Biography

Isobel Marion Dorothea Mackellar was an Australian poet and fiction writer.

Life and Works

The only daughter of noted physician and parliamentarian Sir Charles Mackellar, she was born in Sydney in 1885. Although raised in a professional urban family, Mackellar's poetry is usually regarded as quintessential bush poetry, inspired by her experience on her brothers' farms near Gunnedah, North-West New South Wales.

Her best-known poem is My Country, written at age 19 while homesick in England, and first published in the London Spectator in 1908 under the title Core of My Heart. The second stanza of this poem is amongst the most well-known in Australia. Four volumes of her collected verse were published: The Closed Door (published in 1911, contained the first appearance of My Country under its present name); The Witch Maid, and Other Verses (1914); Dreamharbour (1923); and Fancy Dress (1926).

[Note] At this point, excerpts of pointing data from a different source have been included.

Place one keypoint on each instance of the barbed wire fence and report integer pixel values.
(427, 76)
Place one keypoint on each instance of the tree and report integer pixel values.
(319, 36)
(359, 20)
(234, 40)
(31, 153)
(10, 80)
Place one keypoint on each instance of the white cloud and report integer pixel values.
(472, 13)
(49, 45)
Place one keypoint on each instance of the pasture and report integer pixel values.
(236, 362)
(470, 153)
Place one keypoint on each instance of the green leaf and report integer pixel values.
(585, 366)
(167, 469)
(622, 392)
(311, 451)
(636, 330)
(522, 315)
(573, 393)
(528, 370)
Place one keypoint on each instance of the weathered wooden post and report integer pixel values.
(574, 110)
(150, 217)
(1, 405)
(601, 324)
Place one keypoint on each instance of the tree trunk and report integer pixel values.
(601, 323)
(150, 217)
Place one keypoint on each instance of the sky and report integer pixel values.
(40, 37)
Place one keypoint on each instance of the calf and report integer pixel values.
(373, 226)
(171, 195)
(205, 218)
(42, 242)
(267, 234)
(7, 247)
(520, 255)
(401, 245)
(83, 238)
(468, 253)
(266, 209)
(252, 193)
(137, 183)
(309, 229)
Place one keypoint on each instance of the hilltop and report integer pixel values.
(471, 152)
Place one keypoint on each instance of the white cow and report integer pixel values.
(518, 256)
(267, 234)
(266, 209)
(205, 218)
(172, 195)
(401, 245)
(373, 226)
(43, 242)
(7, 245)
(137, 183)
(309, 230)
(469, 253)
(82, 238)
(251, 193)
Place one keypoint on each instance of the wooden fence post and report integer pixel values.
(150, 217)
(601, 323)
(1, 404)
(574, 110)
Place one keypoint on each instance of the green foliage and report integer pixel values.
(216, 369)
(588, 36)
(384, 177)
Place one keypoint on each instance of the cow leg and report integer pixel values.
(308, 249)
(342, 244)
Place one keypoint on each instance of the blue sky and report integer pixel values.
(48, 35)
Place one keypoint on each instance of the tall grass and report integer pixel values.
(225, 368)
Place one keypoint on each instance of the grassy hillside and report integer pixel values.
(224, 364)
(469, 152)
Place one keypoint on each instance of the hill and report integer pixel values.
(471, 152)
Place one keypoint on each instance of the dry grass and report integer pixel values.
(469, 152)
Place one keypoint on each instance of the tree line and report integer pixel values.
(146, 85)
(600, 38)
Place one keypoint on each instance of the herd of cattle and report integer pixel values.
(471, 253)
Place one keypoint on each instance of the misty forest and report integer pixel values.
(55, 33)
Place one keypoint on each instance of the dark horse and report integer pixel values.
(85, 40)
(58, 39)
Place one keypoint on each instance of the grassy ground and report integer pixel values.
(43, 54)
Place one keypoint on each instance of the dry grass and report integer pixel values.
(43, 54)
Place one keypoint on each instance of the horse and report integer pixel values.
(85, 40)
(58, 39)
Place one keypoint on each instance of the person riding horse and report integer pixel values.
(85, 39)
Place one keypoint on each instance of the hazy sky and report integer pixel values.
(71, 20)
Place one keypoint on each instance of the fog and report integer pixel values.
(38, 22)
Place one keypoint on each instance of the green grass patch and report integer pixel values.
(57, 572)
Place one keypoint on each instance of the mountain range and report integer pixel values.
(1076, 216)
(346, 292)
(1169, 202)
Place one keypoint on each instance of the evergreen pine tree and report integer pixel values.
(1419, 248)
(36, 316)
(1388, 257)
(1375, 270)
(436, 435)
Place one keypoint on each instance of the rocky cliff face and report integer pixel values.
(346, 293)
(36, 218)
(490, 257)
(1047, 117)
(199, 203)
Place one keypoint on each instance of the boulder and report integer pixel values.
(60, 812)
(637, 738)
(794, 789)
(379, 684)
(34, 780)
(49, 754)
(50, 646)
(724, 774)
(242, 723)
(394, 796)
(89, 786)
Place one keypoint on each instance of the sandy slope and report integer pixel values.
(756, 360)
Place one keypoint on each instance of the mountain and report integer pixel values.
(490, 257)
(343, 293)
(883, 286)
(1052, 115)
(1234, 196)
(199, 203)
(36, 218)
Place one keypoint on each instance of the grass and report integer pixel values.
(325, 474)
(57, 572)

In addition to writing poems, Mackellar also wrote novels, one by herself, Outlaw's Luck (1913), and at least two in collaboration with Ruth Bedford. These are The Little Blue Devil (1912) and Two's Company (1914). According to Dale Spender, little has been written or is yet known about the circumstances behind this collaboration.

In the New Year's Day Honours of 1968, Dorothea Mackellar was made an Officer of the Order of the British Empire for her contribution to Australian literature.She died two weeks later. She is buried with her father and family in Waverley Cemetery overlooking the open ocean. A memorial to Mackellar stands in ANZAC Park in Gunnedah. A federal electorate covering half of Sydney's Northern Beaches and a street in the Canberra suburb of Cook are named in her honour. (The Canberra suburb of McKellar was not named after her, but is often assumed to have been.)